Lesson number one. Don’t be stupid.

Like Russia, for instance. Had everything going for it. Unbelievable natural resources such as oil and gas. Export prices went through to the roof, with the windfall further doubled up by huge capital inflows.

Ten years ago, exactly to the day, they defaulted on some external debt, causing much global grief, including the demise of LTCM, and what that did to the world.

Ten years later, they sit on $500bn in foreign reserves, own a major sovereign wealth fund, and count more Dollar billionaires than you have toes and fingers.

And what do they do? They mess up. Lash out at small aggressive neighbours. Upset the global partners. Deeply unsettle foreign investors.

And in a matter of weeks, their stock exchange valuation halved. Foreign investors withdraw. An enormous forex drain got underway.

That’s the kind of stuff of our nightmares. But it isn’t playing locally. It is Russia that messed up, in typical KGB-style, and it is starting to count the cost, though they on Friday also bounced 30% as the world roared approval of US financial actions.

Our politics should perhaps take note and reconsider some of the wilder schemes currently being bandied about as if there are no constraints to reckon with.

Happily, so far neither the world nor our comrades have done their worst. There’s time to think things through.

Lesson number two. Don’t be stupid.

The country in question this time is the only superpower left standing, but increasingly looking like a huge undisciplined emerging country on the make, and possibly about to blow all its advantages, and reap the whirlwind.

And the process? Detonate your financial system, thereafter cleaning up by hugely increasing public burdens. Give foreigners something to worry about.

The world may wake up some day, and decide it doesn’t like the risk profile. And proceed to sink the Dollar, boosting US inflation, and walk away from supposedly safe-haven Treasury bonds, boosting US interest rates, and devastating its growth.

Can’t happen? Kenneth Rogoff, ex-IMF chief economist sees this as a major US risk scenario.

The most unbelievable financial irresponsibility was allowed to mushroom into incredible financial leveraging, which is now being brutally imploded, taking out respected financial names three at a time.

So far, the write-offs this past year amount to $500bn. But there is another $1tn looming that will need to be settled fairly shortly.

Even if miracles do happen, and they do, and private bank provisioning, predatory bank take-outs and ultimately the government bailout of a lifetime cleans up the US financial system, its sovereign reputation will have been burnished, its good name no longer what it used to be, the penalties lingering for years, in an impaired fiscal burden and underperforming growth story trying to pay off this generational folly.

In there somewhere, Rogoff claims, is a currency penalty as foreigners refuse to accord the US unchanged financial status with such an impaired reputation.

Here we are, worried about a faceless ambush on our fragile balance of payments and exposed currency, if for the only reason that we experienced such ambushes before, most memorial in 1985, 1998 and 2001.
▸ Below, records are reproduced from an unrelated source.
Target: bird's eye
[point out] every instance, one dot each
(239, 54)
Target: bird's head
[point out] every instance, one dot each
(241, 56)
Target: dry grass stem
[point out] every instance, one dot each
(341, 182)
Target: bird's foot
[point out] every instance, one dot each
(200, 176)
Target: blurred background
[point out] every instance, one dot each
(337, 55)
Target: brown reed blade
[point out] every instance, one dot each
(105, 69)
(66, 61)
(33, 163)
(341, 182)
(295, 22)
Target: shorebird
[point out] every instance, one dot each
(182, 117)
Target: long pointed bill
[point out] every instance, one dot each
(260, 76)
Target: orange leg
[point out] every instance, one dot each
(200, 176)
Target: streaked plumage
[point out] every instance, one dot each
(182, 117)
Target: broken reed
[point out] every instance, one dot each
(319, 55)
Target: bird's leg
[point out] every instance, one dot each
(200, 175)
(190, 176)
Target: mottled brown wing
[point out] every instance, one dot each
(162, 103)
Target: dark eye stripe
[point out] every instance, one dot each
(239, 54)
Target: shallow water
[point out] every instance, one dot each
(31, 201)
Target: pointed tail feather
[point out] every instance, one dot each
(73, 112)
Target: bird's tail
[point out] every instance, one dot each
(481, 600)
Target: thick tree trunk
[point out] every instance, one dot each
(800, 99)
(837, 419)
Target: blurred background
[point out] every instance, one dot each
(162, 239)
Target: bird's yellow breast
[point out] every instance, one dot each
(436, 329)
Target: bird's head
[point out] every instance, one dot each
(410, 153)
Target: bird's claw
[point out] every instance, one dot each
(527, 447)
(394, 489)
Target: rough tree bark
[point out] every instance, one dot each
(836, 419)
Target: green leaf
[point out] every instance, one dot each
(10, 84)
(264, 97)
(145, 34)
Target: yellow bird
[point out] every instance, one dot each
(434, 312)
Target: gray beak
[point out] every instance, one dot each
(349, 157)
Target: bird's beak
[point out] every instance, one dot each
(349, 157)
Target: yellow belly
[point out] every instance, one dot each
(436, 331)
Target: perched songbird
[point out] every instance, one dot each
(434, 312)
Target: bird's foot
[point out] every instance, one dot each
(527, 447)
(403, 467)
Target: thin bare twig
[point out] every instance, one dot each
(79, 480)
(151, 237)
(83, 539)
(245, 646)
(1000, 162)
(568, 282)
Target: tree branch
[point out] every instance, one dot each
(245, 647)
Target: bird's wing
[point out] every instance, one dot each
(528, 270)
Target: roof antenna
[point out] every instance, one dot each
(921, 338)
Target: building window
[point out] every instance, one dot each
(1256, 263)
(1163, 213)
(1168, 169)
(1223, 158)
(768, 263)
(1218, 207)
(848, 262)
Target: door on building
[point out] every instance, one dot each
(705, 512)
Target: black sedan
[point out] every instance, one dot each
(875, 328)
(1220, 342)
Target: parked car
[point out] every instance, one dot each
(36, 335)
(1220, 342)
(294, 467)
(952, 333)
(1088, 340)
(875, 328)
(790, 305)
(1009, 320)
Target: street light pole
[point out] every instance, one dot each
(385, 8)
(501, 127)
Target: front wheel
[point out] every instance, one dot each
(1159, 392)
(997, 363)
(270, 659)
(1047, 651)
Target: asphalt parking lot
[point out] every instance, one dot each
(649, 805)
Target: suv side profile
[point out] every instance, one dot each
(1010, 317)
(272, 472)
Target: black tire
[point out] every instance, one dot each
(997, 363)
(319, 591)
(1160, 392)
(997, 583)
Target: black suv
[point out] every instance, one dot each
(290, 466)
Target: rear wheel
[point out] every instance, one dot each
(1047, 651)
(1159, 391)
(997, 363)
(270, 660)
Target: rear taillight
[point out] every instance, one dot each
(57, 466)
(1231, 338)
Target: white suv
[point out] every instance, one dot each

Yet it may be mostly bad conscience that makes us fear a repeat of sudden stops and foreign capital reversals, sinking everything in sight at great cost to us, even if such risks aren’t negligible in a turbulent world.

It is in fact America, for the past six decades carried by its superpower status, which has had the ultimate financial free ride ever that faces Armageddon.

For why would the world keep on rewarding such unbelievable foolishness indefinitely?

Over the past week, global panic favoured the usual safe havens, with gold enjoying its biggest daily jump (back to nearly $900 before correcting), and the three-month US Treasury bill (its yield collapsing to 0.15%, the lowest since 1941).

So far, the world keeps carrying the US, as yet not having lost its appetite for US assets. But the US risk profile is steadily changing, now greatly accelerated by the financial crisis of recent times.

If anybody currently faces the risk of sudden stops and reversals, it is probably the US.

And a dramatic downward adjustment in the Dollar would probably boost commodity prices, especially gold.

All of that also holds Rand risks. Probably mostly firming ones. The one outcome few apparently want to think about.